Gli attivisti dichiarano: “Di fronte alla recente escalation di tensione fra Stati Uniti e Iran, era necessario ribadire l’avversità alla guerra imperialista e opporsi all’esistenza delle 113 basi militari statunitensi sul territorio dello stato italiano. Che il drone che ucciso Soleimani sia o meno partito da Sigonella, è assolutamente irrilevante: dalla centralità del Muos per la guerra 3.0 dei droni alla remissività atavica di fronte ai diktat Nato e Usa, lo stato italiano è coinvolto ed è responsabile“.
Poi rimbeccano il Ministro degli Esteri: “Le goffe posizioni assunte da Di Maio all’indomani dell’attacco iraniano alle basi statunitensi di Erbil e Al-Asad non sono che l’ultima mossa in tal senso.
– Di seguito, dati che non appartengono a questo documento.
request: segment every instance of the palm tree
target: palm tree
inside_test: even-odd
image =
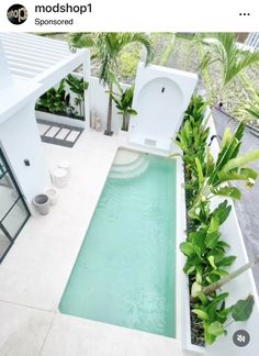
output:
[[[209,51],[203,56],[201,67],[209,68],[213,63],[219,63],[222,67],[219,97],[244,69],[259,63],[259,53],[238,47],[234,33],[218,33],[215,38],[203,38],[202,42],[209,46]]]
[[[112,92],[114,73],[117,69],[117,56],[130,43],[140,43],[147,51],[146,65],[154,56],[154,48],[150,37],[145,33],[71,33],[68,36],[71,48],[94,46],[93,56],[100,62],[99,78],[109,88],[109,108],[106,121],[106,135],[112,135]]]

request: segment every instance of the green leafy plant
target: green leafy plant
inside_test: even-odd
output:
[[[202,38],[202,43],[207,46],[207,51],[202,58],[201,68],[210,68],[214,63],[218,63],[222,68],[219,98],[244,69],[259,63],[259,53],[238,47],[234,33],[221,32],[215,37]]]
[[[140,43],[147,51],[146,65],[154,56],[153,43],[145,33],[70,33],[68,41],[71,48],[94,46],[94,56],[100,60],[99,78],[109,88],[106,135],[112,135],[112,92],[113,78],[117,68],[117,57],[131,43]]]
[[[134,87],[130,87],[123,90],[119,82],[116,82],[116,86],[119,88],[120,94],[113,92],[112,99],[116,104],[119,113],[122,114],[123,118],[122,130],[128,131],[130,116],[137,114],[136,110],[132,108]]]
[[[65,90],[65,79],[57,88],[50,88],[37,101],[36,110],[44,108],[49,113],[64,114],[69,107],[70,96]]]
[[[75,98],[75,104],[79,107],[80,116],[85,116],[83,99],[85,91],[89,87],[89,82],[85,81],[83,78],[77,78],[76,76],[69,74],[66,78],[66,82],[69,86],[69,89],[77,96]]]
[[[217,336],[227,334],[227,326],[234,321],[246,321],[252,312],[254,297],[238,300],[232,307],[225,307],[228,293],[221,293],[214,298],[200,296],[201,302],[192,309],[192,312],[201,320],[204,329],[206,344],[213,344]]]
[[[204,100],[201,97],[192,98],[177,143],[183,151],[188,179],[188,231],[187,241],[181,243],[180,249],[187,257],[183,271],[189,276],[191,310],[192,315],[195,315],[192,318],[192,327],[199,330],[202,342],[212,344],[217,336],[226,334],[229,319],[230,322],[244,321],[250,316],[252,296],[227,308],[228,293],[218,293],[218,289],[251,268],[258,259],[228,272],[236,256],[227,255],[229,245],[222,238],[221,226],[227,220],[232,207],[225,200],[212,210],[211,199],[215,196],[239,199],[240,191],[230,187],[229,182],[245,180],[248,188],[255,183],[257,173],[247,165],[259,159],[259,152],[256,149],[238,155],[245,130],[245,122],[241,122],[235,134],[226,129],[221,151],[214,159],[205,112]]]
[[[247,188],[255,185],[258,173],[247,167],[247,165],[259,159],[259,149],[238,155],[245,126],[246,122],[240,122],[234,135],[228,127],[225,130],[221,151],[215,162],[210,148],[207,148],[205,175],[201,169],[203,162],[201,162],[200,157],[194,158],[199,173],[199,190],[196,200],[189,212],[193,219],[198,218],[201,203],[207,202],[214,196],[239,200],[241,197],[240,190],[229,186],[230,181],[244,180]]]

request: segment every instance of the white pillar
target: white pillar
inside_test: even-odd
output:
[[[91,68],[90,68],[90,49],[87,49],[85,55],[85,60],[82,64],[82,73],[83,73],[83,80],[89,84],[89,87],[87,90],[85,90],[85,120],[86,120],[86,130],[90,130],[90,75],[91,75]]]

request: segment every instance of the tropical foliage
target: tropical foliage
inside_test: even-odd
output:
[[[211,200],[215,196],[240,199],[240,191],[229,182],[244,180],[250,188],[257,173],[247,165],[259,159],[259,151],[239,155],[245,123],[241,122],[234,134],[226,129],[216,158],[210,147],[210,129],[206,127],[206,102],[194,97],[189,105],[177,143],[183,151],[185,168],[185,190],[188,208],[187,241],[180,245],[187,262],[184,272],[190,280],[190,299],[196,325],[207,344],[227,333],[229,319],[247,320],[251,313],[254,298],[237,301],[226,307],[227,292],[218,292],[218,286],[245,271],[249,266],[229,276],[228,267],[236,256],[227,255],[229,245],[223,240],[221,226],[227,220],[232,207],[227,199],[215,209]],[[236,312],[243,305],[244,314]],[[199,321],[200,320],[200,321]],[[194,327],[195,327],[194,324]]]
[[[112,135],[112,92],[114,76],[117,68],[117,58],[122,49],[131,43],[140,43],[147,52],[146,65],[154,56],[153,43],[149,35],[145,33],[70,33],[68,36],[71,48],[94,46],[93,57],[100,63],[100,81],[109,88],[109,108],[106,120],[106,135]]]
[[[214,63],[222,67],[222,82],[219,88],[219,100],[228,85],[246,68],[259,63],[259,53],[246,51],[236,43],[234,33],[221,32],[213,38],[202,38],[207,46],[201,67],[210,68]]]
[[[116,109],[119,110],[117,113],[122,114],[122,130],[128,131],[130,116],[134,116],[137,114],[136,110],[132,108],[134,87],[132,86],[123,90],[119,82],[116,82],[116,87],[120,93],[113,92],[112,99],[114,100]]]
[[[75,104],[79,107],[80,116],[85,116],[83,99],[85,91],[88,89],[89,82],[85,81],[83,78],[77,78],[71,74],[67,76],[66,82],[68,84],[71,92],[76,94]]]
[[[66,84],[70,92],[76,94],[74,103],[71,103],[71,96],[68,93]],[[83,78],[78,78],[69,74],[67,78],[60,80],[57,88],[53,87],[40,97],[35,109],[72,119],[85,120],[83,94],[88,86],[89,84],[85,81]],[[79,112],[77,109],[79,109]]]
[[[65,79],[57,88],[50,88],[37,101],[36,110],[44,108],[47,112],[63,114],[69,105],[70,96],[66,93]]]

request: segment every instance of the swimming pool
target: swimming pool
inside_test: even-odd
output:
[[[176,337],[173,159],[119,151],[59,310]]]

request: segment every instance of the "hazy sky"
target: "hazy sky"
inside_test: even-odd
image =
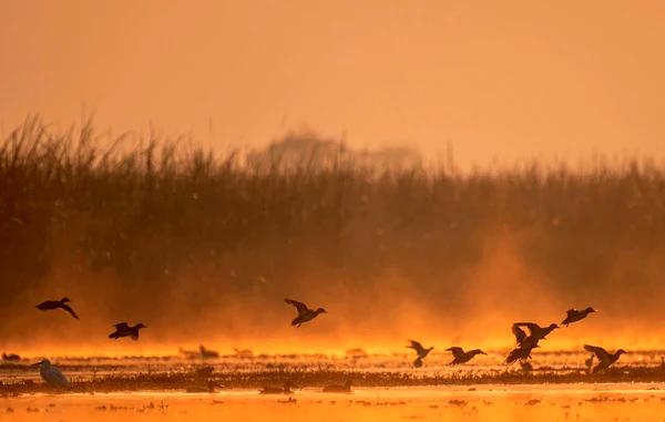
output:
[[[0,0],[0,128],[665,157],[663,1]],[[211,136],[212,134],[212,136]]]

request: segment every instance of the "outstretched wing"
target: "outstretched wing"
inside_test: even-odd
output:
[[[533,336],[533,333],[538,330],[541,329],[541,326],[539,326],[535,322],[518,322],[518,325],[520,327],[526,327],[526,329],[529,330],[529,336]]]
[[[309,308],[307,308],[307,305],[299,302],[297,300],[284,299],[284,301],[287,302],[288,305],[295,306],[296,309],[298,310],[298,313],[307,312],[307,310],[309,309]]]
[[[610,362],[610,353],[607,353],[607,350],[597,347],[597,346],[590,346],[590,344],[584,344],[584,350],[592,352],[593,354],[596,356],[596,358],[598,358],[598,360],[601,361],[601,363],[605,363]]]
[[[448,349],[446,349],[446,351],[451,352],[452,356],[456,357],[456,358],[461,358],[461,357],[464,356],[464,349],[459,348],[457,346],[448,348]]]
[[[418,354],[423,353],[424,352],[424,348],[422,347],[422,344],[420,344],[418,341],[416,340],[409,340],[409,346],[407,346],[409,349],[413,349],[418,352]]]
[[[74,312],[74,310],[69,306],[69,305],[61,305],[60,306],[63,310],[70,312],[70,315],[76,319],[79,319],[79,316],[76,315],[76,312]]]
[[[37,309],[39,310],[50,310],[53,309],[53,300],[45,300],[41,303],[39,303],[38,306],[35,306]]]
[[[524,332],[524,330],[520,328],[520,325],[518,322],[513,323],[511,330],[515,336],[518,344],[522,344],[524,342],[524,339],[526,339],[526,333]]]

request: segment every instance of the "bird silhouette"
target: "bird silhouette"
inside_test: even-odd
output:
[[[110,333],[109,338],[114,340],[117,340],[122,337],[131,337],[132,340],[139,340],[139,330],[142,328],[147,328],[141,322],[134,327],[130,327],[126,322],[119,322],[112,327],[115,327],[115,331]]]
[[[577,322],[577,321],[586,318],[586,316],[592,312],[597,312],[597,311],[595,309],[593,309],[592,307],[589,307],[589,308],[582,309],[582,310],[577,310],[575,308],[569,309],[565,311],[566,317],[563,321],[561,321],[561,325],[567,327],[569,323]]]
[[[60,300],[47,300],[47,301],[43,301],[43,302],[37,305],[35,308],[39,310],[62,309],[62,310],[69,312],[75,319],[79,319],[79,316],[76,315],[76,312],[74,312],[74,310],[69,305],[66,305],[66,302],[71,302],[71,300],[69,298],[62,298]]]
[[[72,387],[70,380],[66,379],[60,369],[52,366],[48,359],[42,359],[34,363],[33,367],[39,367],[39,374],[49,385],[60,389],[69,389]]]
[[[518,360],[531,359],[531,352],[536,348],[540,348],[538,343],[524,343],[521,347],[514,348],[510,351],[510,353],[508,353],[505,363],[513,363]]]
[[[409,346],[407,346],[407,348],[409,349],[413,349],[416,350],[416,360],[413,361],[413,367],[416,368],[420,368],[422,367],[422,360],[429,354],[430,351],[432,351],[434,348],[431,347],[429,349],[426,349],[422,344],[420,344],[418,341],[416,340],[409,340]]]
[[[288,305],[295,306],[296,310],[298,311],[298,316],[291,321],[291,326],[300,327],[300,325],[315,319],[319,313],[327,312],[327,310],[325,310],[324,308],[318,308],[316,310],[309,309],[307,305],[297,300],[284,299],[284,301]]]
[[[347,380],[344,384],[329,384],[324,387],[325,393],[350,393],[354,385],[351,380]]]
[[[526,337],[522,337],[522,334],[524,334],[524,330],[521,329],[521,327],[525,327],[529,330],[529,336]],[[541,327],[538,323],[534,322],[515,322],[513,323],[513,334],[515,334],[515,339],[518,340],[518,346],[522,346],[522,344],[529,344],[529,343],[535,343],[538,344],[538,342],[540,340],[543,340],[548,337],[548,334],[550,332],[552,332],[553,330],[555,330],[556,328],[559,328],[557,325],[555,323],[551,323],[548,327]],[[521,337],[521,339],[518,337],[518,333]]]
[[[446,351],[451,352],[452,357],[454,358],[452,360],[452,362],[450,362],[449,364],[467,363],[468,361],[473,359],[473,357],[475,357],[477,354],[488,354],[480,349],[473,349],[473,350],[469,350],[466,352],[460,347],[451,347],[451,348],[446,349]]]
[[[626,353],[626,351],[623,349],[618,349],[614,353],[610,353],[607,350],[601,347],[590,344],[584,344],[584,350],[592,352],[598,359],[598,363],[593,367],[591,371],[592,373],[604,371],[605,369],[610,368],[612,363],[616,362],[623,353]]]

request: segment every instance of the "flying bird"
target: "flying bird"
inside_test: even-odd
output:
[[[610,368],[612,363],[616,362],[618,357],[621,357],[623,353],[626,353],[626,351],[623,349],[618,349],[614,353],[610,353],[607,350],[601,347],[590,344],[584,344],[584,350],[592,352],[598,359],[598,363],[593,367],[593,370],[591,371],[592,373],[604,371],[605,369]]]
[[[524,334],[524,330],[522,330],[521,327],[525,327],[529,330],[529,336],[522,337],[520,339],[520,337]],[[552,332],[556,328],[559,328],[559,326],[555,323],[551,323],[548,327],[541,327],[534,322],[515,322],[513,323],[513,334],[515,334],[518,346],[522,346],[524,343],[538,344],[540,340],[545,339],[548,334],[550,334],[550,332]],[[519,336],[515,331],[519,332]]]
[[[115,327],[115,331],[109,334],[110,339],[120,339],[121,337],[131,337],[132,340],[139,340],[139,330],[147,328],[143,323],[139,322],[134,327],[130,327],[126,322],[120,322],[112,327]]]
[[[413,367],[416,368],[420,368],[422,367],[422,360],[429,354],[429,352],[431,352],[434,348],[431,347],[429,349],[426,349],[424,347],[422,347],[422,344],[420,344],[418,341],[416,340],[409,340],[410,344],[407,346],[408,349],[413,349],[416,350],[416,354],[417,358],[413,361]]]
[[[42,359],[33,367],[39,367],[39,374],[49,385],[61,389],[71,388],[70,380],[58,368],[53,367],[48,359]]]
[[[589,308],[582,309],[582,310],[577,310],[575,308],[569,309],[565,311],[566,317],[563,321],[561,321],[561,325],[567,327],[569,323],[577,322],[577,321],[586,318],[586,316],[591,312],[597,312],[597,311],[595,309],[593,309],[592,307],[589,307]]]
[[[450,362],[449,364],[467,363],[468,361],[470,361],[471,359],[473,359],[473,357],[475,357],[477,354],[488,354],[488,353],[483,352],[480,349],[473,349],[473,350],[464,351],[460,347],[448,348],[448,349],[446,349],[446,351],[451,352],[452,356],[453,356],[453,358],[454,358],[452,360],[452,362]]]
[[[327,312],[327,310],[325,310],[324,308],[318,308],[316,310],[309,309],[307,307],[307,305],[299,302],[297,300],[284,299],[284,301],[287,302],[288,305],[295,306],[296,310],[298,311],[298,316],[291,321],[291,326],[300,327],[300,325],[315,319],[319,313]]]
[[[591,367],[593,367],[593,357],[595,354],[591,353],[591,356],[587,359],[584,359],[584,366],[586,367],[587,371],[591,371]]]
[[[522,330],[522,328],[520,328],[519,323],[513,323],[512,326],[512,333],[515,336],[515,342],[518,343],[519,347],[522,347],[522,344],[524,343],[524,340],[526,340],[526,332],[524,330]]]
[[[70,302],[70,301],[71,300],[69,298],[62,298],[60,300],[47,300],[47,301],[43,301],[43,302],[39,303],[38,306],[35,306],[35,308],[39,310],[62,309],[62,310],[69,312],[75,319],[79,319],[79,316],[76,315],[76,312],[74,312],[74,310],[69,305],[66,305],[66,302]]]
[[[341,385],[330,384],[330,385],[324,387],[324,392],[325,393],[350,393],[352,385],[354,385],[354,383],[351,382],[351,380],[347,380]]]
[[[540,348],[540,346],[538,346],[538,343],[535,344],[524,344],[522,347],[518,347],[514,348],[513,350],[510,351],[510,353],[508,353],[508,357],[505,358],[505,363],[513,363],[516,362],[518,360],[526,360],[526,359],[531,359],[531,351],[533,351],[533,349],[535,348]]]

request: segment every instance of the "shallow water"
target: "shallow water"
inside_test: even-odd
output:
[[[303,389],[0,398],[0,421],[663,421],[665,384]],[[8,411],[11,409],[11,411]]]

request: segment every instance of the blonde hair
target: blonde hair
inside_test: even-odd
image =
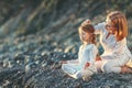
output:
[[[117,29],[117,41],[121,41],[128,36],[128,22],[127,18],[120,11],[113,11],[107,15],[112,25]]]
[[[89,38],[89,42],[92,44],[96,44],[96,34],[94,34],[95,29],[94,29],[92,24],[89,24],[89,23],[81,24],[79,26],[78,31],[79,31],[79,34],[81,33],[81,31],[85,31],[86,33],[92,33],[92,35]]]

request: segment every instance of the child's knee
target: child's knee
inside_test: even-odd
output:
[[[112,73],[112,66],[110,64],[102,65],[101,69],[105,73]]]

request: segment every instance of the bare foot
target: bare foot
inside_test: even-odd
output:
[[[132,74],[132,68],[128,67],[128,66],[122,66],[121,67],[121,74]]]
[[[59,64],[67,64],[67,61],[61,61]]]

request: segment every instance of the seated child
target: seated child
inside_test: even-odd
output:
[[[95,66],[98,50],[96,47],[96,35],[92,24],[81,24],[78,29],[82,44],[79,47],[78,59],[62,62],[62,69],[73,78],[89,78],[97,73]]]

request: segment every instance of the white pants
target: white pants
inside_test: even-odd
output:
[[[90,77],[97,72],[96,66],[89,66],[87,69],[78,69],[77,64],[63,64],[62,69],[75,79]]]

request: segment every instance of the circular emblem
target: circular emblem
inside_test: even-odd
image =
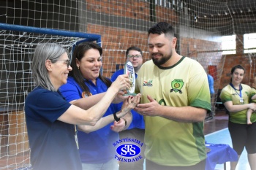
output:
[[[124,144],[116,148],[116,152],[123,157],[133,157],[140,153],[140,148],[136,144]]]

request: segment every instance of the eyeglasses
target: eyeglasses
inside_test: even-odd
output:
[[[70,61],[69,60],[56,60],[56,61],[66,61],[65,63],[67,64],[67,69],[69,69],[69,66],[70,66]]]
[[[127,55],[127,57],[128,57],[129,58],[141,58],[142,56],[140,55]]]

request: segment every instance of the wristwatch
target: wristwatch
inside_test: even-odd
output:
[[[119,122],[120,118],[117,117],[116,113],[117,113],[117,112],[113,113],[113,115],[114,116],[115,120],[116,120],[116,122]]]
[[[123,117],[122,117],[122,119],[124,119],[124,126],[127,126],[127,120],[124,119],[124,118],[123,118]]]

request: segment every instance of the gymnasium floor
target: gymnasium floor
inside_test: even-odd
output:
[[[225,110],[216,112],[212,120],[205,121],[205,136],[208,143],[227,144],[232,147],[230,136],[227,129],[228,115]],[[223,164],[217,164],[215,170],[223,170]],[[230,169],[230,163],[227,163],[227,170]],[[247,152],[244,150],[241,155],[236,170],[249,170],[247,161]]]

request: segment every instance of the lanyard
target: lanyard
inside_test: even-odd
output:
[[[237,90],[235,88],[234,85],[232,85],[231,82],[230,83],[230,85],[235,90],[236,93],[238,95],[239,95],[240,99],[242,99],[242,98],[242,98],[242,89],[243,89],[243,87],[241,86],[241,84],[239,85],[239,94],[238,94],[238,93],[237,93],[237,91],[236,91]]]

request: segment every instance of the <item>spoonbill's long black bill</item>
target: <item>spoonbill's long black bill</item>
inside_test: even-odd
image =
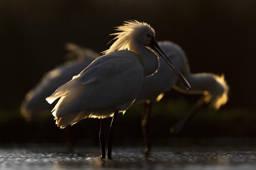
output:
[[[166,54],[163,52],[163,50],[162,50],[154,37],[151,37],[151,42],[150,45],[149,45],[149,47],[155,50],[159,54],[163,60],[166,62],[166,64],[168,65],[169,67],[170,67],[172,70],[172,71],[176,74],[182,83],[182,84],[183,84],[183,85],[184,85],[184,86],[187,90],[190,90],[191,88],[191,87],[190,86],[190,85],[189,82],[184,77],[184,76],[183,76],[182,74],[181,74],[181,73],[180,72],[179,70],[178,70],[175,65],[174,65],[172,61],[171,61],[170,59],[167,57]],[[163,54],[165,57],[164,57],[163,55],[162,55],[161,53],[159,51],[160,51],[161,53]]]

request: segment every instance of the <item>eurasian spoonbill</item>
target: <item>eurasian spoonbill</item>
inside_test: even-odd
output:
[[[116,30],[121,32],[112,34],[116,36],[113,39],[116,41],[104,51],[105,55],[46,99],[51,104],[60,98],[52,111],[61,128],[87,118],[101,119],[100,143],[103,158],[105,153],[102,119],[113,117],[108,142],[107,156],[111,158],[118,114],[124,113],[134,101],[144,77],[153,75],[158,68],[159,58],[151,49],[168,64],[187,89],[191,88],[160,49],[154,38],[154,30],[148,24],[136,20],[125,21]]]
[[[144,78],[141,89],[136,102],[145,102],[145,111],[141,125],[145,146],[145,155],[148,154],[150,150],[147,123],[151,103],[159,101],[165,93],[170,91],[172,88],[183,94],[203,95],[191,111],[190,116],[181,121],[181,122],[184,123],[177,125],[176,128],[178,129],[181,129],[185,124],[187,123],[202,103],[208,104],[212,108],[218,109],[226,104],[228,99],[229,87],[224,75],[218,76],[211,73],[192,73],[186,55],[180,47],[170,41],[159,42],[158,44],[189,82],[191,89],[189,91],[185,90],[177,77],[174,76],[172,72],[166,71],[169,68],[164,64],[164,62],[162,60],[160,60],[160,66],[157,73],[152,76]],[[176,130],[177,131],[178,129]]]

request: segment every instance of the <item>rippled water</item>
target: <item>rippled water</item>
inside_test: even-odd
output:
[[[255,147],[154,147],[143,156],[142,147],[113,147],[112,160],[101,159],[99,147],[27,147],[0,150],[3,170],[256,169]]]

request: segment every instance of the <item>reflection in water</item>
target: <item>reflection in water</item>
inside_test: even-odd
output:
[[[0,169],[255,170],[255,147],[158,147],[142,156],[143,147],[116,148],[113,159],[102,159],[98,147],[2,148]],[[98,153],[97,155],[87,153]]]

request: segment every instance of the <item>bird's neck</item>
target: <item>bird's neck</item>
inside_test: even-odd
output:
[[[149,76],[155,73],[159,67],[159,60],[152,51],[138,43],[129,45],[128,50],[137,54],[144,69],[145,76]]]

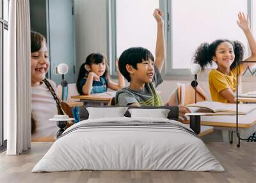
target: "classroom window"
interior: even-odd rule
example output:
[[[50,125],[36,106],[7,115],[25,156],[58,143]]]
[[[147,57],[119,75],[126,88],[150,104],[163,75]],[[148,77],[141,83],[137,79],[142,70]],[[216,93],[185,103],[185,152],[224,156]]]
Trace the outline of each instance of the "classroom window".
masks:
[[[246,39],[236,20],[239,12],[248,13],[248,5],[244,0],[168,1],[171,28],[168,32],[168,74],[180,75],[184,70],[190,74],[195,52],[204,42],[237,40],[247,51]]]
[[[143,47],[154,56],[156,42],[156,22],[154,10],[159,7],[159,0],[113,1],[110,11],[115,15],[111,23],[115,34],[112,42],[115,48],[113,61],[122,52],[131,47]],[[115,70],[115,65],[113,65]]]
[[[133,46],[148,48],[154,55],[156,28],[152,14],[156,7],[160,7],[164,13],[166,76],[191,75],[189,68],[193,57],[196,48],[203,42],[211,43],[218,38],[239,40],[245,47],[246,56],[250,52],[246,38],[236,20],[239,12],[248,14],[251,28],[253,29],[253,26],[256,26],[256,13],[253,1],[125,0],[113,2],[112,8],[114,10],[111,11],[115,13],[112,14],[111,21],[114,25],[112,32],[115,33],[111,39],[113,61],[125,49]],[[256,28],[254,29],[255,33]]]

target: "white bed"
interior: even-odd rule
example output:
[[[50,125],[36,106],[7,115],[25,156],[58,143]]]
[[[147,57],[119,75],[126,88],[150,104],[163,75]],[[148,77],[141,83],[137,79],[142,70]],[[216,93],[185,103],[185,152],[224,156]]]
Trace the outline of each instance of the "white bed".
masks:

Anche per questo si è voluto porre con forza all’attuale Ministro degli Esteri un aut-aut chiaro ed esplicito: ritiro delle truppe o dimissioni“.
Espressa la vicinanza anche ai NoTav fino a ieri in piazza a Torino: “Il corteo è stato aperto con un intervento e uno striscione di solidarietà a Nicoletta Dosio e a Turi Vaccaro, ad oggi reclusi per la loro opposizione a Tav e Muos: non possiamo non evidenziare come queste lotte siano indissolubilmente legate. Comune e speculare la militarizzazione della base di Niscemi e del cantiere di Chiomonte, comune e speculare la devastazione della Val di Susa e della sughereta di Niscemi: altrettanto identica è la lotta per la difesa e l’autodeterminazione dei popoli e dei territori“.
Il corteo si è chiuso di fronte ai cancelli della base, presidiata da un contingente di forze dell’ordine: prossimo appuntamento l’11 di aprile, data in cui il Movimento No Muos ha indetto un corteo nazionale nei pressi della base di Niscemi.